Mix with your fingertips. Work the mixture with your fingers thoroughly until it is all incorporated and crumbly. It will look somewhat like scrambled eggs. Try to get mostly butter on your hands first. It will keep the honey from sticking to you.
Here’s a photo of what my shortbread pan looks like. It has a Tudor rose, Scottish thistle, Celtic knot, and a Welsh dragon. This pan makes eight shortbread wedges. I didn’t grease the pan, as there is an entire stick of butter in the shortbread. When I took the shortbread out, the pan didn’t need more than a rinse in hot water.
Press mixture into the ceramic shortbread pan. Try to make it as even as possible. With a fork, prick holes all over the back of the shortbread.

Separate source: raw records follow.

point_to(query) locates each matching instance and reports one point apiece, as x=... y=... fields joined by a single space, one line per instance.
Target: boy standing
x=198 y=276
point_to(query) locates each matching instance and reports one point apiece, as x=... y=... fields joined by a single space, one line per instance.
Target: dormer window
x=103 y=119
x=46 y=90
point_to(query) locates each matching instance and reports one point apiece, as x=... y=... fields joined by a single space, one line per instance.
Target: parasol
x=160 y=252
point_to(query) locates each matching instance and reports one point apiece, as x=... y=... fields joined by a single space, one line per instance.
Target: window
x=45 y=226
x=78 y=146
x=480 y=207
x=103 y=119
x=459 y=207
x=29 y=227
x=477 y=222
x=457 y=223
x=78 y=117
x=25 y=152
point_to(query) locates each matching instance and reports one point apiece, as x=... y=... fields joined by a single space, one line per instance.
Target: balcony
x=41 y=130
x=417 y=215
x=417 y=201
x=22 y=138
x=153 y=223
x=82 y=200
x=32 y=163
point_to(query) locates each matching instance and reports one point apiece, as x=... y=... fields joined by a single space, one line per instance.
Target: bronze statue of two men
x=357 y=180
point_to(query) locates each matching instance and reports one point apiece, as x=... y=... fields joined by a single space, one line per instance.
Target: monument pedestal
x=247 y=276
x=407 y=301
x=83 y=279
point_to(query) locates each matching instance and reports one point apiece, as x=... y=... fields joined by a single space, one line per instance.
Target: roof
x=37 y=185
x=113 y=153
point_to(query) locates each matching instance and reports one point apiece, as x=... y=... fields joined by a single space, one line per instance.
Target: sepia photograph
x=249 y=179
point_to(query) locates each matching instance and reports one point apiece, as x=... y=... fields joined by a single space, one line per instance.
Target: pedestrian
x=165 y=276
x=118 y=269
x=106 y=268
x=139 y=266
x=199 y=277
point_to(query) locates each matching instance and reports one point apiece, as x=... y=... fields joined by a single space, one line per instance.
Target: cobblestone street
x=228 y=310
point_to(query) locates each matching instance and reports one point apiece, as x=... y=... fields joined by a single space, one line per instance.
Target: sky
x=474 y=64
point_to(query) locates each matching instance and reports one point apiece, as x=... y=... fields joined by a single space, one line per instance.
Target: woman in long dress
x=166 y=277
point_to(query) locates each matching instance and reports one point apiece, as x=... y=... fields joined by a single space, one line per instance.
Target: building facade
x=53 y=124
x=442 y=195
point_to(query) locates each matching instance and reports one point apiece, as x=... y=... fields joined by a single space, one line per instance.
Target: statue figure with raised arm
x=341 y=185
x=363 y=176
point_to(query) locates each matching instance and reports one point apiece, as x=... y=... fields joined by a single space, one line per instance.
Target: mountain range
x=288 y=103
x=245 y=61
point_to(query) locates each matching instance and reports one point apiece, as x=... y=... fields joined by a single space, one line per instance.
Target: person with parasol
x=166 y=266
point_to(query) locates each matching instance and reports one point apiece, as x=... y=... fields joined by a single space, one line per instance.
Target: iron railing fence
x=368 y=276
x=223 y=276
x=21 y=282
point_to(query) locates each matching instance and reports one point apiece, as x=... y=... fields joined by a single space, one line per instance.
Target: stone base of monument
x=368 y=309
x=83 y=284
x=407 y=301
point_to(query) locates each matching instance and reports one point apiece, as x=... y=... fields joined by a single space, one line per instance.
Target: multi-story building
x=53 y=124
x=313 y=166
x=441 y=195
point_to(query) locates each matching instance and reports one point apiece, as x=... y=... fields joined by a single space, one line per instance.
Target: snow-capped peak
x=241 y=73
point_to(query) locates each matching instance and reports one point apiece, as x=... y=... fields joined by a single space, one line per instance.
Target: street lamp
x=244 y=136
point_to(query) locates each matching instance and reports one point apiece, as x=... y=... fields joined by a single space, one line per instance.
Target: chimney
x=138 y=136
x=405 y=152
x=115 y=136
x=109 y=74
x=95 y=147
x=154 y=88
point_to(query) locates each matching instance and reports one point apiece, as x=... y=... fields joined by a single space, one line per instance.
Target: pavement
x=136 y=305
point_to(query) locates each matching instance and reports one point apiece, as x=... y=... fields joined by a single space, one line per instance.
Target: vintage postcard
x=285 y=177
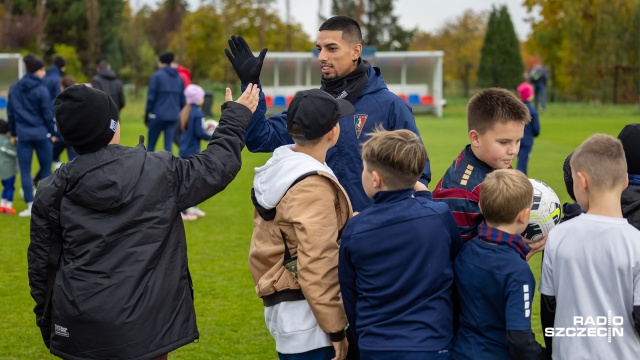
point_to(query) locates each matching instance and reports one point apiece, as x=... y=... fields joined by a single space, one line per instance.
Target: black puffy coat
x=123 y=288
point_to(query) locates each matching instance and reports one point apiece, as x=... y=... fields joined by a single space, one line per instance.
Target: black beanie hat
x=59 y=61
x=568 y=178
x=87 y=118
x=166 y=58
x=630 y=138
x=32 y=63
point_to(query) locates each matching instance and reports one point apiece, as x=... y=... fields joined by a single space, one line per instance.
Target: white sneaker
x=188 y=217
x=195 y=211
x=25 y=213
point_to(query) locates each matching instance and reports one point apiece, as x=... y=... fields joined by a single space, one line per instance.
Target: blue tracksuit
x=165 y=98
x=30 y=118
x=396 y=274
x=190 y=138
x=375 y=105
x=531 y=130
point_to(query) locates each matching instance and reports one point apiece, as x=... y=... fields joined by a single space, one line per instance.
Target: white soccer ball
x=210 y=126
x=545 y=212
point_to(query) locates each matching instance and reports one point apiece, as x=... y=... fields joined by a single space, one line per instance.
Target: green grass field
x=230 y=316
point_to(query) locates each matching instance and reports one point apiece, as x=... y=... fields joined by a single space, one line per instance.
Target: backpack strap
x=56 y=245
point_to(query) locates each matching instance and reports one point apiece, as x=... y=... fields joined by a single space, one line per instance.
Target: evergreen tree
x=500 y=60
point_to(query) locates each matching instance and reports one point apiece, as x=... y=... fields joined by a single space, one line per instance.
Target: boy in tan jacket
x=300 y=212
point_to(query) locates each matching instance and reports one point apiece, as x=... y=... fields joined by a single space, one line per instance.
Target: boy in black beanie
x=123 y=288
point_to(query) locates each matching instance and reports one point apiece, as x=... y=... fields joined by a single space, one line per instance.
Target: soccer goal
x=11 y=70
x=415 y=76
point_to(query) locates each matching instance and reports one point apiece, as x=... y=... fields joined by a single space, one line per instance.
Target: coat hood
x=29 y=82
x=107 y=74
x=92 y=185
x=274 y=178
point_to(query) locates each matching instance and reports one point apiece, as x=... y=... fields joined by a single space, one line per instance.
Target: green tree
x=379 y=25
x=500 y=59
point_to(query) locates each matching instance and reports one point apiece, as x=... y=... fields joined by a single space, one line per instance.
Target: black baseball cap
x=316 y=112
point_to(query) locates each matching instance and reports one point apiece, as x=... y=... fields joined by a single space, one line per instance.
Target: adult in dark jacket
x=344 y=75
x=30 y=118
x=630 y=138
x=122 y=288
x=165 y=98
x=51 y=80
x=107 y=81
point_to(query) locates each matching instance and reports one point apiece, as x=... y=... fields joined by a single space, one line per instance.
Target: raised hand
x=249 y=97
x=246 y=65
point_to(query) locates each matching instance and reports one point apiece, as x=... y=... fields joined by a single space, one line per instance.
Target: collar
x=392 y=196
x=499 y=237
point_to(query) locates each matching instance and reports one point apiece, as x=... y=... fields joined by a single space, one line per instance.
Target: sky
x=427 y=15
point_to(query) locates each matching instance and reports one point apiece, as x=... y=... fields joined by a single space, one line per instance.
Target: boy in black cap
x=31 y=121
x=630 y=138
x=122 y=287
x=300 y=211
x=165 y=99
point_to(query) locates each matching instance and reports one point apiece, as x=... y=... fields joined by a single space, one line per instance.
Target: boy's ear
x=473 y=137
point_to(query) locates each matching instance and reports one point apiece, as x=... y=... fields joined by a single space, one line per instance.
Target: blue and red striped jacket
x=460 y=189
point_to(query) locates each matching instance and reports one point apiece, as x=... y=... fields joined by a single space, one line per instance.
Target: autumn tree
x=591 y=47
x=461 y=40
x=500 y=59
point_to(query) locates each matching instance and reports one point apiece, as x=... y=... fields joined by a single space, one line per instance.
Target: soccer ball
x=210 y=126
x=545 y=212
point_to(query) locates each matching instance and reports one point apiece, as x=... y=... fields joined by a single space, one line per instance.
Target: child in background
x=591 y=265
x=494 y=282
x=192 y=131
x=531 y=129
x=630 y=138
x=398 y=294
x=8 y=168
x=496 y=121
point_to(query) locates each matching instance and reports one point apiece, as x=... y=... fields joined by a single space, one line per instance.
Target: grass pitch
x=230 y=315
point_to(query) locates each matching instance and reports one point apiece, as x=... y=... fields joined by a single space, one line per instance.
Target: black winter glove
x=246 y=65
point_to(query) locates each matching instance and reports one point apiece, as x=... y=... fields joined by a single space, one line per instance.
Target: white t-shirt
x=592 y=266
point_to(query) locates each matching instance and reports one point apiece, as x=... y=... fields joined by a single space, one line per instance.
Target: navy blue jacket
x=190 y=138
x=165 y=96
x=396 y=272
x=51 y=82
x=375 y=105
x=29 y=109
x=532 y=129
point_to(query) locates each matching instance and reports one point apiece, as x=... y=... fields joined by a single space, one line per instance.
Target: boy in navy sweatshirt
x=494 y=282
x=396 y=256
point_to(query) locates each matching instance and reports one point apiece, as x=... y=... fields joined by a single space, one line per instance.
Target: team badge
x=359 y=121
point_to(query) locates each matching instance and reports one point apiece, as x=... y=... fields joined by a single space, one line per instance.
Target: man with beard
x=345 y=76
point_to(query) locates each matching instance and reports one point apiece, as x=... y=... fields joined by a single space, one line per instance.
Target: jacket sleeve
x=347 y=277
x=265 y=135
x=206 y=174
x=310 y=207
x=523 y=346
x=38 y=251
x=152 y=92
x=401 y=116
x=535 y=122
x=47 y=111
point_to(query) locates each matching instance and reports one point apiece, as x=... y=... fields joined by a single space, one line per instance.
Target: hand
x=341 y=349
x=246 y=65
x=537 y=247
x=249 y=97
x=420 y=186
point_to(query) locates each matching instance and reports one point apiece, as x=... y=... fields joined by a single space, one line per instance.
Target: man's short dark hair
x=495 y=105
x=349 y=27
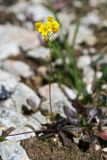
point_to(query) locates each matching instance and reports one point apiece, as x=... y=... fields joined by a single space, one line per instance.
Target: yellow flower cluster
x=48 y=28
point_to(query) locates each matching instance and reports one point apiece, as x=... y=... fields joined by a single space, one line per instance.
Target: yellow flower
x=50 y=19
x=55 y=26
x=38 y=25
x=49 y=28
x=43 y=29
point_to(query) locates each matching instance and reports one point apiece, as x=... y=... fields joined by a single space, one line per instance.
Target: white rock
x=9 y=103
x=36 y=120
x=8 y=80
x=83 y=61
x=22 y=95
x=39 y=53
x=39 y=12
x=59 y=100
x=24 y=133
x=84 y=35
x=71 y=94
x=14 y=37
x=91 y=18
x=17 y=68
x=11 y=150
x=9 y=118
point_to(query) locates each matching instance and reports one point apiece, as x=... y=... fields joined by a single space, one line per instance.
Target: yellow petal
x=50 y=18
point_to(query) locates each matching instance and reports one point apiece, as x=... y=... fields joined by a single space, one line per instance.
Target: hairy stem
x=50 y=80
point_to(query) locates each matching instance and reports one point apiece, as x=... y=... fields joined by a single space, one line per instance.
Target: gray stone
x=83 y=61
x=14 y=37
x=70 y=93
x=38 y=11
x=36 y=120
x=24 y=133
x=25 y=96
x=17 y=68
x=59 y=100
x=11 y=150
x=9 y=118
x=87 y=37
x=8 y=80
x=39 y=53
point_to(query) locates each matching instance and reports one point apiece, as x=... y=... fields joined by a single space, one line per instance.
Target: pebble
x=40 y=53
x=36 y=120
x=9 y=118
x=70 y=93
x=14 y=38
x=8 y=80
x=59 y=100
x=83 y=61
x=12 y=150
x=24 y=133
x=17 y=68
x=22 y=95
x=88 y=36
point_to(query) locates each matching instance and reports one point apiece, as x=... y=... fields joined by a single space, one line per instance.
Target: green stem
x=50 y=80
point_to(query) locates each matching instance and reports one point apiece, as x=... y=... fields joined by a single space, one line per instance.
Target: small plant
x=47 y=30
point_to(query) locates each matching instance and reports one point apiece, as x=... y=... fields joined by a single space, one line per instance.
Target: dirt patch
x=47 y=150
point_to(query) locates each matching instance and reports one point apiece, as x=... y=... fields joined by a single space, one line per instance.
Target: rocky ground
x=79 y=129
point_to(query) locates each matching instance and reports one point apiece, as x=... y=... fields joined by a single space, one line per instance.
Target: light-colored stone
x=92 y=18
x=59 y=100
x=22 y=95
x=39 y=11
x=14 y=37
x=9 y=118
x=8 y=80
x=17 y=68
x=84 y=35
x=71 y=94
x=83 y=61
x=36 y=120
x=40 y=53
x=11 y=150
x=24 y=133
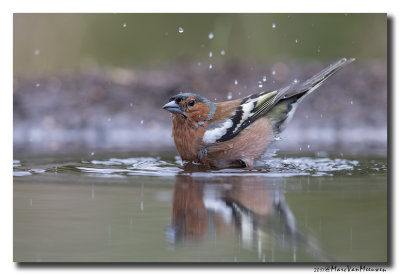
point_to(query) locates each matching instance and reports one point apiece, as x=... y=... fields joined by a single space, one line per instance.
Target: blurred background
x=97 y=82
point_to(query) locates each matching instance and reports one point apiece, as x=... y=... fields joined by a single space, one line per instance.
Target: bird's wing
x=249 y=110
x=314 y=82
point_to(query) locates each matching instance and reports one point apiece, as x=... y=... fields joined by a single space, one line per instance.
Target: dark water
x=147 y=208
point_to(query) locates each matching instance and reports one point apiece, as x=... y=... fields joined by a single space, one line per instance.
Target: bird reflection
x=249 y=207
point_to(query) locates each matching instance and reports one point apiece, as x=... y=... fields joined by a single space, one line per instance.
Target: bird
x=235 y=133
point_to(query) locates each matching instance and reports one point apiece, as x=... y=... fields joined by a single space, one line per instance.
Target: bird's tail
x=288 y=98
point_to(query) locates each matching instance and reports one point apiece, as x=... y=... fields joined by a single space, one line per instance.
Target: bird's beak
x=172 y=107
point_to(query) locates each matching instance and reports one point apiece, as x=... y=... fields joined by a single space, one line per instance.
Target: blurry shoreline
x=106 y=109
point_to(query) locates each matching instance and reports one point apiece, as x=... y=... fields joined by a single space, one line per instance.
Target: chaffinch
x=234 y=133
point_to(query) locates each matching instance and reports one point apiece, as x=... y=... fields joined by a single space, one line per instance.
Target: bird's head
x=191 y=106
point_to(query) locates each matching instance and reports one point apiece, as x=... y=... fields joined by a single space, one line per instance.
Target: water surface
x=141 y=208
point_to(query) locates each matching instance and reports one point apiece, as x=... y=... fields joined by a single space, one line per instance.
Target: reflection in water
x=252 y=209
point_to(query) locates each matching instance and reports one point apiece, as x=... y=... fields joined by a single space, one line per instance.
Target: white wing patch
x=212 y=135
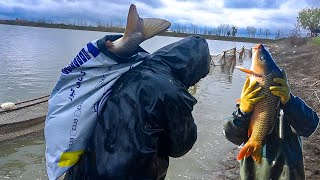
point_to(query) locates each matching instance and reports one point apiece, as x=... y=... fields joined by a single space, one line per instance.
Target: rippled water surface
x=30 y=63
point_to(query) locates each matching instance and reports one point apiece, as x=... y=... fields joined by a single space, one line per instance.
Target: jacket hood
x=189 y=59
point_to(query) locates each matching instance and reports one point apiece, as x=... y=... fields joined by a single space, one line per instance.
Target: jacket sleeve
x=300 y=116
x=102 y=48
x=181 y=131
x=236 y=127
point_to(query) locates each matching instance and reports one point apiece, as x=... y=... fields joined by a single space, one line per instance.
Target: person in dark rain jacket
x=282 y=152
x=147 y=117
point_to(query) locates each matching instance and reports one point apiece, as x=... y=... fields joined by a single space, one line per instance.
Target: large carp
x=265 y=113
x=137 y=30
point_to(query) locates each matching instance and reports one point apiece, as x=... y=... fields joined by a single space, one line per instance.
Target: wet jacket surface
x=147 y=117
x=282 y=157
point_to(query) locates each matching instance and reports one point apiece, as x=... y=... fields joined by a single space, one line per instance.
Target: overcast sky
x=241 y=13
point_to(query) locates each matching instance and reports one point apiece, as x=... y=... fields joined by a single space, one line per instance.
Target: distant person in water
x=282 y=149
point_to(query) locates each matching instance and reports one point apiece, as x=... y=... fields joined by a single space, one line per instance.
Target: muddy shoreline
x=302 y=64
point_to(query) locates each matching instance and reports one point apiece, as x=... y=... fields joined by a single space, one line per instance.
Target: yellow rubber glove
x=282 y=91
x=249 y=96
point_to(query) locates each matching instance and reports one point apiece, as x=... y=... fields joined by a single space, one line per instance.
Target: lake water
x=30 y=62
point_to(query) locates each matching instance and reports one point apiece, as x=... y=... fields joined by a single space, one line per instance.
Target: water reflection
x=23 y=158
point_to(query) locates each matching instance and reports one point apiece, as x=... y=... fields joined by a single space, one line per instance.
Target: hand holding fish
x=249 y=96
x=282 y=91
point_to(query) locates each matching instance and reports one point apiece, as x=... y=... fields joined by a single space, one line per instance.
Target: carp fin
x=148 y=27
x=251 y=149
x=134 y=22
x=154 y=26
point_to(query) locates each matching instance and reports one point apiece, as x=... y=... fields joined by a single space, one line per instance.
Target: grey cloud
x=268 y=4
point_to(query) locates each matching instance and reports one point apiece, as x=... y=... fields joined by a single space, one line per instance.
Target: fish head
x=262 y=62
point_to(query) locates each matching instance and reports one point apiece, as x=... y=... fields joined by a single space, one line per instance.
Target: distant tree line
x=221 y=30
x=227 y=30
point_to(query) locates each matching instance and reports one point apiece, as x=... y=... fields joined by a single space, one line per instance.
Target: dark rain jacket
x=282 y=157
x=147 y=117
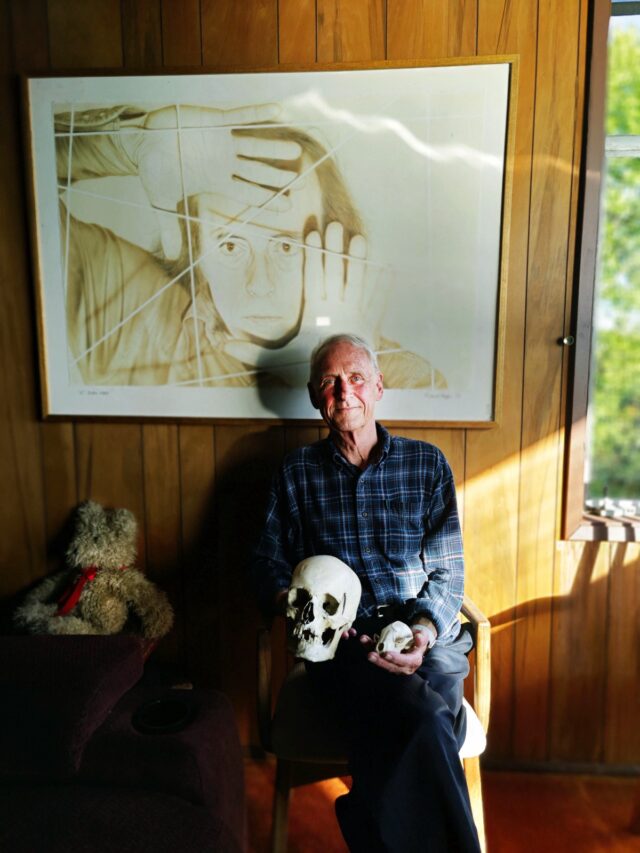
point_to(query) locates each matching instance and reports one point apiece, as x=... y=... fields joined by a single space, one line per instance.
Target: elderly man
x=386 y=506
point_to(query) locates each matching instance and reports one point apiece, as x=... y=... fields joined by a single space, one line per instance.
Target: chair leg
x=280 y=821
x=474 y=784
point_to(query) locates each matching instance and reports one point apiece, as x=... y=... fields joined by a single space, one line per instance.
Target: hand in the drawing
x=342 y=293
x=215 y=152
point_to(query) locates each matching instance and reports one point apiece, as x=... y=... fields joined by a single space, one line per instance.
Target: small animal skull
x=322 y=602
x=395 y=637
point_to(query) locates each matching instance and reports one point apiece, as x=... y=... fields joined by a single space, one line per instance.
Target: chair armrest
x=264 y=687
x=481 y=628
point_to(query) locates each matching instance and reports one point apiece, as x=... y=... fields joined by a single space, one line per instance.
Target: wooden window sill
x=595 y=528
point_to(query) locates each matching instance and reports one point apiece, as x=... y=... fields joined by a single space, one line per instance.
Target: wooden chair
x=309 y=747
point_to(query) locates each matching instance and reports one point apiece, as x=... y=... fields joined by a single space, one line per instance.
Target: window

Bake at 325 degrees for 25-30 minutes, or until the edges are brown. Move to a rack to cool down for about 10-15 minutes.
While still warm, use a butter knife to push the shortcake away from the sides of the pan. (I really didn’t need to do this, but it’s a good idea just in case it sticks.) Turn it out onto a cutting board. It should just come right out. If it sticks at all, just give a tap on the back of the pan. While still warm, use a long knife and cut along the lines to create the shortbread wedges.
Something this delicious and special deserves a special plate. I love handmade items, and found a lovely Etsy shop, Saxon Design Studio. I have a few items from this shop, and I’ve been very happy. This plate has a griffin in the center of it.